A Night at the Opera & The Great Game
Humbert's Obliterated Rhymes: A Night at the Opera
Treated book
Notes on this work
A Night at the Opera is a diary in the form of a treated book. As the title suggests, it documents visits to the opera. The Great Game was carried by the artist to cricket matches, frequently at the Oval. They are part of the series Humbert's Obliterated Rhymes.
Humbert's Obliterated Rhymes
In this now abandoned project I used copies of Humbert Wolfe's Cursory Rhymes (Ernest Benn Ltd 1927) whose short and mostly meretricious verses were presented, in the manner of fancy poetry books of the period, amidst almost criminally generous margins. Luxurious blank pages are also present as well as, less fortunately, horrid illustrations by Albert Rutherston. That this was understandably a cheap and frequent occupant of the poetry shelves of secondhand bookshops made it fairly easy (especially with the help of my great finding friend Patrick Wildgust, the warden of Shandy Hall) to amass a quantity of copies ready for action and ripe for abuse.

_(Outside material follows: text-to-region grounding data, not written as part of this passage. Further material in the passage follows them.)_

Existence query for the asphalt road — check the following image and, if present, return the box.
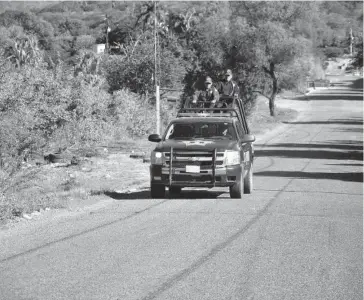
[1,75,363,300]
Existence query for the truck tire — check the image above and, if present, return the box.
[151,183,165,198]
[244,163,253,194]
[169,186,182,195]
[229,169,244,199]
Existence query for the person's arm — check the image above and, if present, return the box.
[210,87,220,108]
[192,90,200,103]
[233,82,240,98]
[214,81,222,94]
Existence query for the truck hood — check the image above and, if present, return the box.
[154,139,239,152]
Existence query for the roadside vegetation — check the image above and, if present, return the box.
[0,1,362,221]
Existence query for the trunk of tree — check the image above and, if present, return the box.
[263,62,278,116]
[269,75,278,116]
[145,90,149,103]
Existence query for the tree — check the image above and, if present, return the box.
[4,35,43,68]
[73,35,96,51]
[352,36,363,68]
[103,30,186,96]
[179,3,232,98]
[73,50,101,78]
[0,10,54,49]
[58,18,87,36]
[168,8,198,46]
[134,1,168,34]
[256,22,310,116]
[228,1,317,116]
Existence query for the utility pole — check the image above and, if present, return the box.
[105,14,111,54]
[154,1,160,135]
[350,27,354,56]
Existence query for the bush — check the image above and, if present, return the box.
[111,90,155,137]
[102,45,154,95]
[323,46,345,59]
[0,64,72,174]
[74,35,96,51]
[48,77,114,150]
[103,32,187,96]
[0,52,175,180]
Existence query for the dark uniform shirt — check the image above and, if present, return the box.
[193,87,220,108]
[216,80,240,97]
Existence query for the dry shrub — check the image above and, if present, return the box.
[0,192,17,221]
[48,78,115,150]
[0,56,178,220]
[0,166,68,220]
[111,90,155,138]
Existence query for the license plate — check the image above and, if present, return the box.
[186,165,200,173]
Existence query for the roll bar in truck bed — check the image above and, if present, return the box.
[178,97,250,134]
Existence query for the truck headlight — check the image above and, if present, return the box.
[151,151,163,165]
[224,150,240,166]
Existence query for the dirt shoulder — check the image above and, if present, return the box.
[0,93,310,229]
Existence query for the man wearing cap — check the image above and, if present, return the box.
[216,69,240,99]
[192,76,219,108]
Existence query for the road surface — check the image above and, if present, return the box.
[0,75,362,300]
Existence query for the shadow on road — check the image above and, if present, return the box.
[351,78,364,89]
[255,138,363,182]
[171,189,226,199]
[104,190,151,199]
[306,94,363,101]
[326,89,364,93]
[331,82,350,86]
[255,170,363,183]
[255,142,363,151]
[326,163,363,167]
[336,128,363,133]
[255,147,363,161]
[256,149,363,160]
[283,118,363,126]
[290,76,363,102]
[104,189,227,200]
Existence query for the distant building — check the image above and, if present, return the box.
[93,43,121,54]
[94,44,106,54]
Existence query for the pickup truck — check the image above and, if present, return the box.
[148,97,255,199]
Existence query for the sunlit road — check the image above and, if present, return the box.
[1,76,362,300]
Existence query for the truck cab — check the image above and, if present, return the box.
[148,98,255,199]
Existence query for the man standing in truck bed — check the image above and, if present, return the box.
[192,76,219,108]
[216,69,240,99]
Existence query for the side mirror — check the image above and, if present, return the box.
[242,134,255,143]
[148,134,162,142]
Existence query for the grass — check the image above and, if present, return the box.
[0,164,75,221]
[248,95,299,136]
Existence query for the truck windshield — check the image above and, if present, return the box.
[165,122,236,140]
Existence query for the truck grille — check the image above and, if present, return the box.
[163,150,224,174]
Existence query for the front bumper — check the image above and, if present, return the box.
[150,164,243,187]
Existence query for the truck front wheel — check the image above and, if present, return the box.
[169,186,182,195]
[244,163,253,194]
[229,170,244,199]
[151,183,165,198]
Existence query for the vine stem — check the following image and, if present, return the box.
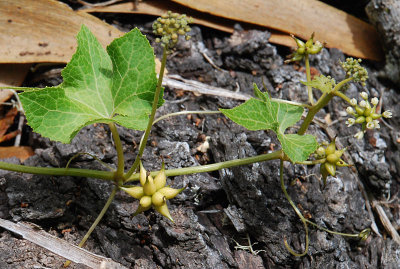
[0,161,114,180]
[280,159,309,257]
[298,77,355,135]
[125,46,168,179]
[153,110,221,125]
[305,54,314,105]
[333,90,352,105]
[108,123,125,180]
[126,150,283,182]
[64,186,118,267]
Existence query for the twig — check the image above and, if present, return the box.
[72,0,123,8]
[163,74,251,101]
[10,90,24,147]
[372,201,400,244]
[0,218,127,269]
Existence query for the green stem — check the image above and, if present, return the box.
[298,92,331,135]
[332,77,354,92]
[153,110,221,125]
[64,186,118,267]
[333,91,352,105]
[305,54,314,105]
[127,150,283,182]
[280,160,309,257]
[296,159,326,165]
[0,161,114,180]
[298,77,355,135]
[125,47,168,180]
[304,219,361,238]
[108,123,124,180]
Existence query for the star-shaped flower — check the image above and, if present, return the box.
[121,162,185,222]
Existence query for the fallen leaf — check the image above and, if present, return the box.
[81,0,294,49]
[0,146,34,162]
[171,0,383,61]
[0,64,31,101]
[0,0,123,63]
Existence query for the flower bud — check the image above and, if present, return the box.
[154,163,166,190]
[121,186,144,199]
[320,163,329,184]
[291,35,305,49]
[139,161,147,186]
[355,106,365,115]
[139,195,152,208]
[346,118,355,127]
[325,139,336,155]
[327,153,340,164]
[346,107,354,115]
[370,97,378,106]
[152,191,166,207]
[360,92,368,100]
[382,110,392,118]
[158,186,185,199]
[371,113,381,120]
[359,100,367,108]
[350,98,357,106]
[309,41,323,54]
[143,175,156,196]
[154,203,174,222]
[354,131,364,140]
[366,122,375,129]
[325,162,336,176]
[355,116,365,124]
[316,146,326,157]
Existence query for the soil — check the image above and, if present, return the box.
[1,3,400,269]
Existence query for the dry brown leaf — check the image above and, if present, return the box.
[0,64,31,102]
[0,0,123,63]
[0,146,34,162]
[82,0,295,48]
[171,0,383,61]
[0,107,19,139]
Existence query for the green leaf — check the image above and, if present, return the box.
[301,75,335,93]
[220,84,318,162]
[19,25,160,143]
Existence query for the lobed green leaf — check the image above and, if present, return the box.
[301,75,335,93]
[220,84,318,162]
[19,25,160,143]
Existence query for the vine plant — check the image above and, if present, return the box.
[0,11,393,261]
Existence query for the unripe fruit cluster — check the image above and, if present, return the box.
[315,138,349,184]
[152,11,193,48]
[340,58,368,86]
[121,162,185,222]
[345,91,392,140]
[285,33,324,63]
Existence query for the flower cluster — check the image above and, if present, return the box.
[340,58,368,86]
[285,33,324,63]
[121,162,185,222]
[152,11,193,48]
[315,138,350,184]
[345,91,392,139]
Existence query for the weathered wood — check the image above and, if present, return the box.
[0,218,128,269]
[0,0,123,63]
[171,0,383,61]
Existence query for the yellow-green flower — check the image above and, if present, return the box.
[315,138,350,184]
[121,162,185,222]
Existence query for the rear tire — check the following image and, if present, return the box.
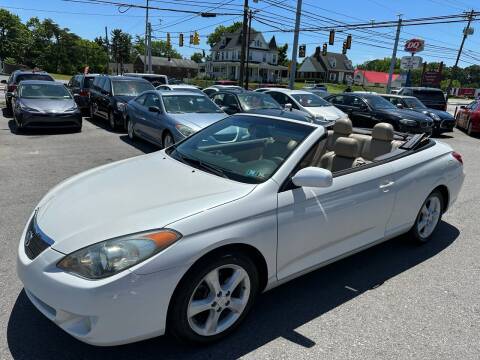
[89,104,96,120]
[127,118,135,140]
[108,111,116,130]
[168,252,259,344]
[409,190,444,244]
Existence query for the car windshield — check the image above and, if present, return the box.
[16,74,53,83]
[162,94,223,113]
[412,90,445,102]
[84,77,95,88]
[365,96,397,110]
[172,87,203,94]
[292,93,330,107]
[237,93,281,110]
[404,97,427,109]
[112,80,154,96]
[167,115,314,184]
[20,84,72,99]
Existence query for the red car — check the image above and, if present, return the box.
[456,100,480,135]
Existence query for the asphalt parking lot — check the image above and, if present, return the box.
[0,107,479,360]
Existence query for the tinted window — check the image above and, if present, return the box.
[212,93,225,106]
[162,94,222,113]
[20,83,72,99]
[144,93,160,107]
[412,90,445,102]
[167,115,314,184]
[403,97,427,109]
[135,94,147,105]
[112,80,154,96]
[237,93,281,110]
[364,96,396,110]
[95,77,106,91]
[329,95,345,105]
[102,78,111,93]
[268,92,289,105]
[83,76,95,89]
[291,93,330,107]
[15,74,53,83]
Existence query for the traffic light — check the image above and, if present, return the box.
[342,40,347,55]
[298,44,306,58]
[189,34,194,45]
[322,43,327,56]
[166,33,171,48]
[346,34,352,49]
[193,31,200,46]
[329,30,335,45]
[179,33,184,47]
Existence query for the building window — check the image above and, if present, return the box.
[263,53,266,62]
[272,54,277,64]
[215,52,219,61]
[221,52,224,60]
[329,72,336,81]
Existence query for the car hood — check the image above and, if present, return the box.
[167,112,227,130]
[304,106,347,120]
[245,108,308,121]
[424,108,455,120]
[36,152,255,254]
[377,108,432,122]
[21,98,76,112]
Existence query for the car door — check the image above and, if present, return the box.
[276,156,397,280]
[222,93,241,114]
[142,92,163,141]
[99,78,112,119]
[347,96,374,127]
[131,93,149,137]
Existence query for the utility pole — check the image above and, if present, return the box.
[105,26,109,74]
[147,22,153,73]
[144,0,150,73]
[446,10,475,101]
[386,15,402,93]
[245,10,253,89]
[239,0,249,88]
[288,0,302,89]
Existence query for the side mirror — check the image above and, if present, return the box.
[396,103,404,109]
[292,167,333,188]
[1,80,6,84]
[285,103,293,111]
[148,106,161,113]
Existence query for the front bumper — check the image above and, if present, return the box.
[399,124,433,134]
[433,119,455,132]
[17,111,82,129]
[17,222,186,346]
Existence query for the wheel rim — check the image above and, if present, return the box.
[468,122,472,134]
[127,119,134,139]
[417,196,441,239]
[187,264,251,337]
[109,113,115,128]
[163,134,174,148]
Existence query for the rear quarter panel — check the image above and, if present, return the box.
[385,140,464,238]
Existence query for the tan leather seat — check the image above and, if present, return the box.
[326,118,353,151]
[320,137,368,172]
[362,123,396,161]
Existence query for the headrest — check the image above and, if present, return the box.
[287,140,298,150]
[372,123,394,141]
[334,137,359,158]
[333,118,352,135]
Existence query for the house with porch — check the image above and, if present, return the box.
[201,28,288,83]
[298,47,354,84]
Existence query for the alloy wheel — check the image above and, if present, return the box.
[187,264,251,337]
[417,196,441,239]
[109,112,115,129]
[127,119,134,140]
[163,133,174,148]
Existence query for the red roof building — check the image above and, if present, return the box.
[354,69,401,87]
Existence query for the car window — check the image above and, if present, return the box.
[237,93,281,110]
[15,74,54,83]
[204,88,216,96]
[364,96,396,110]
[83,76,95,89]
[102,78,111,93]
[157,86,169,90]
[403,97,427,109]
[223,94,238,107]
[19,83,72,99]
[268,92,288,105]
[112,80,154,96]
[412,89,445,102]
[212,93,225,106]
[162,94,222,113]
[144,93,161,107]
[468,101,477,110]
[167,115,314,184]
[135,94,147,105]
[329,95,344,105]
[95,77,106,92]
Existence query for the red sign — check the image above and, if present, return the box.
[404,38,425,54]
[422,71,441,87]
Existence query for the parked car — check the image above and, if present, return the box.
[325,93,433,134]
[11,80,81,132]
[89,75,155,129]
[156,84,203,94]
[67,73,99,113]
[303,83,328,91]
[397,87,447,111]
[125,90,226,147]
[455,99,480,135]
[17,113,464,346]
[210,90,321,124]
[2,70,54,112]
[381,94,455,134]
[203,85,244,97]
[123,73,168,87]
[264,88,348,123]
[302,88,330,99]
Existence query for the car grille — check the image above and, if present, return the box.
[24,213,53,260]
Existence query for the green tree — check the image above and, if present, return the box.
[207,21,242,47]
[190,52,203,63]
[111,29,132,73]
[133,36,182,59]
[357,57,400,73]
[0,9,29,63]
[277,43,288,66]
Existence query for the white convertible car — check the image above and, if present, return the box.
[17,114,464,346]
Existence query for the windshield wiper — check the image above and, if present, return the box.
[175,151,229,179]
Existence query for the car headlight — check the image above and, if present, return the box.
[423,111,440,121]
[176,124,196,137]
[19,103,39,112]
[399,119,418,126]
[57,229,181,279]
[65,106,79,113]
[116,101,127,112]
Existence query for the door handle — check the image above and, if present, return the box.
[379,181,395,191]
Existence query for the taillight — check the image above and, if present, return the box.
[79,89,89,96]
[7,84,17,92]
[452,151,463,165]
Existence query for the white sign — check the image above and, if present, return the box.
[400,56,423,70]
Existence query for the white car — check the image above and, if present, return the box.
[156,84,203,94]
[17,115,464,346]
[203,85,244,97]
[265,88,348,123]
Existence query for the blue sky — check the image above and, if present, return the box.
[2,0,479,67]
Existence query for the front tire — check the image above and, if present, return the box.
[162,131,174,148]
[168,252,259,344]
[108,111,116,130]
[409,190,444,243]
[127,118,135,140]
[467,121,474,136]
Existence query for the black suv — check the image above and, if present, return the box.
[89,75,155,130]
[67,74,99,113]
[2,70,54,111]
[397,87,447,111]
[325,93,433,134]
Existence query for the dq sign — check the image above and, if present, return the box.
[404,38,425,54]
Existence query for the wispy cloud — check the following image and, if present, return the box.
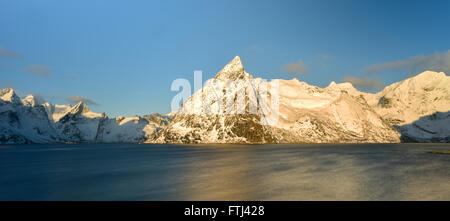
[1,81,17,89]
[248,45,264,53]
[45,90,65,99]
[25,65,51,78]
[241,45,264,60]
[317,53,334,61]
[341,76,385,90]
[282,59,310,75]
[316,53,334,67]
[28,93,46,104]
[67,96,98,105]
[0,46,22,59]
[365,50,450,75]
[67,74,77,79]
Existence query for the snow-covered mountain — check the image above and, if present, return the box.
[1,57,449,144]
[268,78,400,143]
[21,94,45,107]
[1,88,21,104]
[53,102,171,143]
[0,89,170,144]
[0,89,60,144]
[148,56,401,144]
[364,71,450,142]
[151,56,278,143]
[42,102,72,122]
[55,101,106,142]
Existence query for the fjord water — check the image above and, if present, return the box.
[0,144,449,200]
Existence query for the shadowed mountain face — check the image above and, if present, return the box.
[1,58,449,144]
[395,111,450,142]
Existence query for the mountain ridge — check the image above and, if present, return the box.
[1,57,449,144]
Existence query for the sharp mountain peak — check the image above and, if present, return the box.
[214,56,251,81]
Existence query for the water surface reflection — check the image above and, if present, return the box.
[0,143,449,200]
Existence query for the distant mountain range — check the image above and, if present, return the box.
[1,57,449,144]
[0,88,170,144]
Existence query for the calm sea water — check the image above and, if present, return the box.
[0,143,449,200]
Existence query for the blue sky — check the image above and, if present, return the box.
[1,0,449,116]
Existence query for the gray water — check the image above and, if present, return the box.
[0,143,449,200]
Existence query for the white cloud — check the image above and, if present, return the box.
[282,59,310,75]
[341,76,385,90]
[1,81,17,89]
[67,74,77,79]
[67,96,98,105]
[25,65,51,78]
[0,46,22,59]
[366,50,450,75]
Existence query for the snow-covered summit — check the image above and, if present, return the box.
[63,101,104,119]
[42,102,72,122]
[0,88,21,105]
[326,81,357,92]
[366,70,450,124]
[214,56,251,81]
[413,70,447,79]
[0,89,60,144]
[21,94,45,107]
[361,70,450,142]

As the work developed from tentative beginnings in the seventies it took the form of a set of verbovisual diaries. I gave them titles (e.g. Money Matters, Going Places, A Night at the Opera) to indicate their subjects though some were not entirely self-explanatory. Cafe Society referred ironically to the various worker's cafes, now dwindling in number where I have lunch, and Ziqiqu Ziqiqu was a dream diary the source of whose wonderful name I cannot now remember (though Ziqiqu would be handy for scrabble). The books, as they were filled and replaced, were to act as a kind of autobiography in word and image akin to those exploded diagrams one sees in technical magazines. But I did not keep them up except in bursts and on long journeys. The process became unwieldy in that life does not divide itself so crisply as the books suggested and, if the day ahead promised to be complicated involving a meeting, lunch, a visit to the bank on the way to the Oval to watch some cricket (The Great Game) then a dash to get to the opera (not a typical day I must admit in a generally more humdrum life) I would have to take five books out with me.